"Our first visual of the character is in...."

trikkinder

Senior Member
italian
Hi everybody.
I know the word "visual" as an adjective. But here it is used as a noun.

"Our first visual of the character is in...." (The context is a movie)

I looked for definition in English monolingual dictionary but it isn't too clear to me. Could someone help me to understand the exact meaning of "visual" in this sencence?
Thanks in advance
Triks
 
  • AngelEyes

    Senior Member
    English - United States
    "Our first visual of the character is in...." (The context is a movie)

    Triks

    Hi Triks,

    Used as a noun, "visual" is something you can see. It's what you see when it's used as a noun in a sentence.

    In your example, it means the first time you see the character in the movie, the first time they actually appear in a scene.


    AngelEyes
     

    LouisaB

    Senior Member
    English, UK
    Hi, Triks,

    Angel Eyes is absolutely right in what this means - but I would be very careful of using it.

    In TV and film (where I work) this is a technical term - 'visuals' is frequently used to describe the pictures the audience will see.
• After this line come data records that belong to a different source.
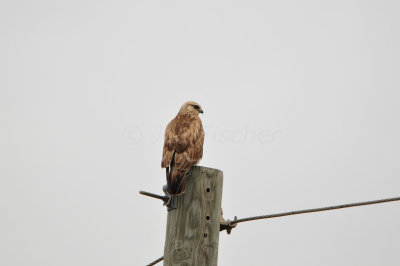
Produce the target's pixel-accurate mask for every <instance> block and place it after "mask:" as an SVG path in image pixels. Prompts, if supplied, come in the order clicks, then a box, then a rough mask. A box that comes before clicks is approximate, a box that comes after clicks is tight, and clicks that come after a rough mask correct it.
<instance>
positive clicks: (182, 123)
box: [161, 103, 204, 194]
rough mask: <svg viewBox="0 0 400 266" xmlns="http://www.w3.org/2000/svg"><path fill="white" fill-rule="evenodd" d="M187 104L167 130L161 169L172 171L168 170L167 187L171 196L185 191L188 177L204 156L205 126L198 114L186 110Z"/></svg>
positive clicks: (168, 190) (165, 134)
mask: <svg viewBox="0 0 400 266" xmlns="http://www.w3.org/2000/svg"><path fill="white" fill-rule="evenodd" d="M187 104H188V103H185V104H184V105H183V106H182V108H181V110H180V111H179V113H178V114H177V115H176V117H175V118H174V119H173V120H172V121H171V122H170V123H169V124H168V125H167V128H166V130H165V137H164V147H163V155H162V161H161V167H162V168H166V167H169V169H170V170H169V173H168V170H167V179H168V178H169V179H170V180H169V182H168V181H167V186H169V187H168V191H169V192H170V193H171V194H178V193H183V192H184V191H185V183H186V180H185V179H186V175H187V174H188V172H189V171H190V169H191V168H192V166H193V165H196V164H197V163H198V162H199V161H200V159H201V158H202V156H203V142H204V130H203V125H202V123H201V120H200V118H199V116H198V113H195V112H194V111H191V109H189V111H187V109H188V107H187V108H186V109H184V107H185V106H186V105H187ZM190 104H193V103H190ZM168 175H169V176H168ZM168 183H170V184H168Z"/></svg>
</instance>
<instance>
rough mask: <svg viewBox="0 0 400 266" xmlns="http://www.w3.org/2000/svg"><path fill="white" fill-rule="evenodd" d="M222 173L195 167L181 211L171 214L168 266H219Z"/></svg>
mask: <svg viewBox="0 0 400 266" xmlns="http://www.w3.org/2000/svg"><path fill="white" fill-rule="evenodd" d="M222 183H223V174H222V171H220V170H217V169H212V168H207V167H201V166H195V167H193V168H192V170H191V172H190V175H188V176H187V178H186V191H185V193H184V194H181V195H177V196H175V197H177V199H176V200H177V201H176V203H177V205H176V206H177V208H176V209H173V210H170V211H169V212H168V218H167V232H166V238H165V247H164V265H166V266H178V265H179V266H200V265H204V266H216V265H217V262H218V240H219V231H220V215H221V199H222Z"/></svg>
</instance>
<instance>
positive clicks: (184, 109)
mask: <svg viewBox="0 0 400 266" xmlns="http://www.w3.org/2000/svg"><path fill="white" fill-rule="evenodd" d="M179 112H188V113H191V114H193V115H199V114H200V113H203V109H201V106H200V104H198V103H196V102H192V101H190V102H185V103H184V104H183V105H182V107H181V109H180V110H179Z"/></svg>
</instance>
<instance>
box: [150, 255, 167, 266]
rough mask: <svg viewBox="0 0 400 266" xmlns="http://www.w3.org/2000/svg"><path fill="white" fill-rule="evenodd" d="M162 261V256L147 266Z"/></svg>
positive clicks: (157, 262)
mask: <svg viewBox="0 0 400 266" xmlns="http://www.w3.org/2000/svg"><path fill="white" fill-rule="evenodd" d="M163 259H164V256H162V257H161V258H158V259H156V260H155V261H153V262H150V264H147V266H152V265H156V264H157V263H159V262H160V261H162V260H163Z"/></svg>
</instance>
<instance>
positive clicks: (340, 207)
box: [229, 197, 400, 225]
mask: <svg viewBox="0 0 400 266" xmlns="http://www.w3.org/2000/svg"><path fill="white" fill-rule="evenodd" d="M399 200H400V197H396V198H388V199H381V200H372V201H364V202H357V203H348V204H342V205H336V206H329V207H323V208H315V209H306V210H299V211H290V212H282V213H275V214H268V215H260V216H253V217H248V218H242V219H237V220H234V221H229V222H230V225H235V224H238V223H243V222H248V221H254V220H260V219H271V218H277V217H282V216H290V215H296V214H304V213H311V212H322V211H330V210H337V209H343V208H351V207H358V206H364V205H372V204H379V203H385V202H391V201H399Z"/></svg>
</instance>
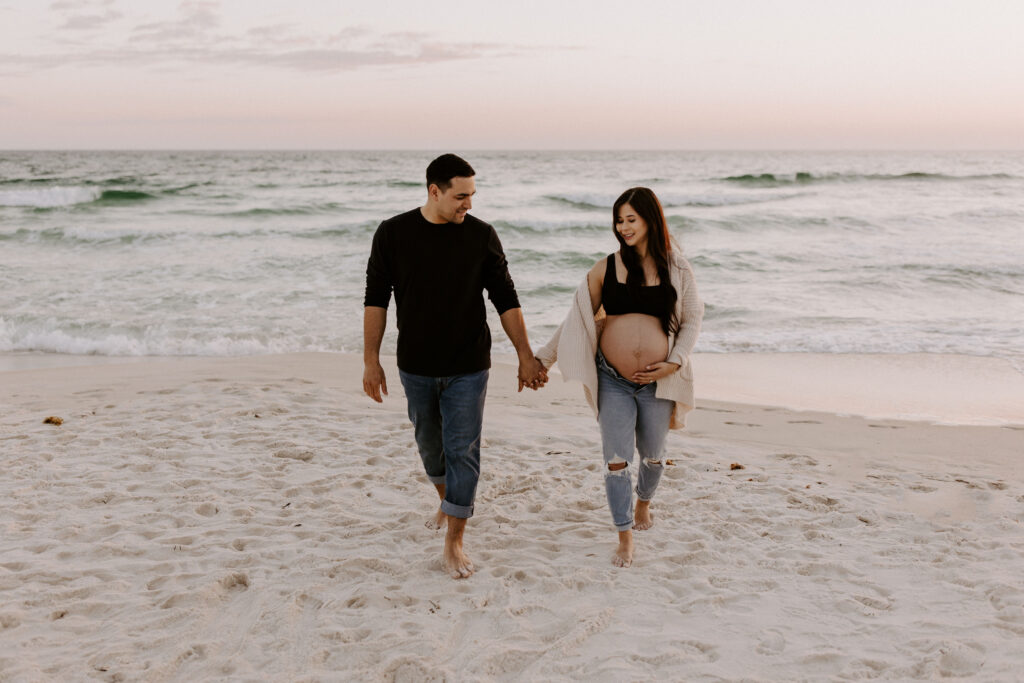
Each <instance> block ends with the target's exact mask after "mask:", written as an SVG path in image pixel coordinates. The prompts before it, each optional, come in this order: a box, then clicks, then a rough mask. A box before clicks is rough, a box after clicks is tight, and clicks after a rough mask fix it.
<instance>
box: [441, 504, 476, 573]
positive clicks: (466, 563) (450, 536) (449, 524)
mask: <svg viewBox="0 0 1024 683" xmlns="http://www.w3.org/2000/svg"><path fill="white" fill-rule="evenodd" d="M465 529H466V520H465V519H462V518H459V517H450V518H449V530H447V533H445V535H444V570H445V571H447V572H449V575H450V577H452V578H453V579H468V578H469V577H471V575H473V570H474V568H475V567H473V563H472V562H471V561H470V560H469V558H468V557H466V553H464V552H463V551H462V535H463V531H464V530H465Z"/></svg>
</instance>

In everyday speech, it would be more usual to say 'our first sight of the character'. In BE, (at least in my experience), to use 'visual' to mean 'sight' would seem strange and rather pretentious.

    I'm afraid I don't know about AE. It may be different there?

    Louisa
     

    nichec

    Senior Member
    Chinese(Taiwan)
    Hi everybody.
    I know the word "visual" as an adjective. But here it is used as a noun.

    "Our first visual of the character is in...." (The context is a movie)

    I looked for definition in English monolingual dictionary but it isn't too clear to me. Could someone help me to understand the exact meaning of "visual" in this sencence?
    Thanks in advance
    Triks

    "Our first visual/sight/view (or even "contact", depending on the context) of the charachter is in ........."
     

    AngelEyes

    Senior Member
    English - United States
    Triks,

    Since you probably use BE instead of what I use - AE - maybe you should take Louisa's advice.

    It's not unusual at all here in the US for it to be used meaning what you're looking at, what you're seeing.

    For instance, if I were giving an advertizing presentation to a client, I would tell my boss I not only have a written promotional packet prepared, but I was also going to offer visuals, too. That could come in the form of artwork or a video of the product.

    I think we use this word much more often in a business setting than any other.

    It's not uncommon in general, though, either.

    AngelEyes
     

    trikkinder

    Senior Member
    italian
    Thank you a lot, AngelEyes, Nechec and Louisa. I won't use "visual", "sight" is easier for me! :) But now I've got the meaning of the sentence.
    Triks
     

    LouisaB

    Senior Member
    English, UK
    For instance, if I were giving an advertizing presentation to a client, I would tell my boss I not only have a written promotional packet prepared, but I was also going to offer visuals, too. That could come in the form of artwork or a video of the product.

    I think we use this word much more often in a business setting than any other.

    It's not uncommon in general, though, either.

    AngelEyes

    Just to clarify - AngelEyes is right (again!!) in this use of 'visual' in a business context. I'd quite forgotten that, but yes, we'd use it in BE too.

    I don't think we'd use it 'in general' though - it looks as if that's the only difference.

    Oh, and nichec, to answer your question:

    Ohoh who's Nechec

    S/he's probably another

    charachter

    Don't you just hate typos?! :D

    Louisa
     

    Packard

    Senior Member
    USA, English
    In business we use "visual" a bit differently.

    If, say you are trying to explain something to someone with little success, then you might offer up a "visual". That would be an image of some sort that further clarifies what you are saying.

    It means more than an "image" in that context. It means "an image that tells a story" or "an image that shows how". It expands and clarifies the verbal presentation.

    A good "visual" will provide an "ah ha" moment. That is a moment when a person says, "ah ha, I understand".
     

    AngelEyes

    Senior Member
    English - United States
    Triks,

    Packard's 100% right. That "Ah, hah!" moment is what all American advertisers yearn to achieve in their print ads, too, not just at the Ad Agency's meeting.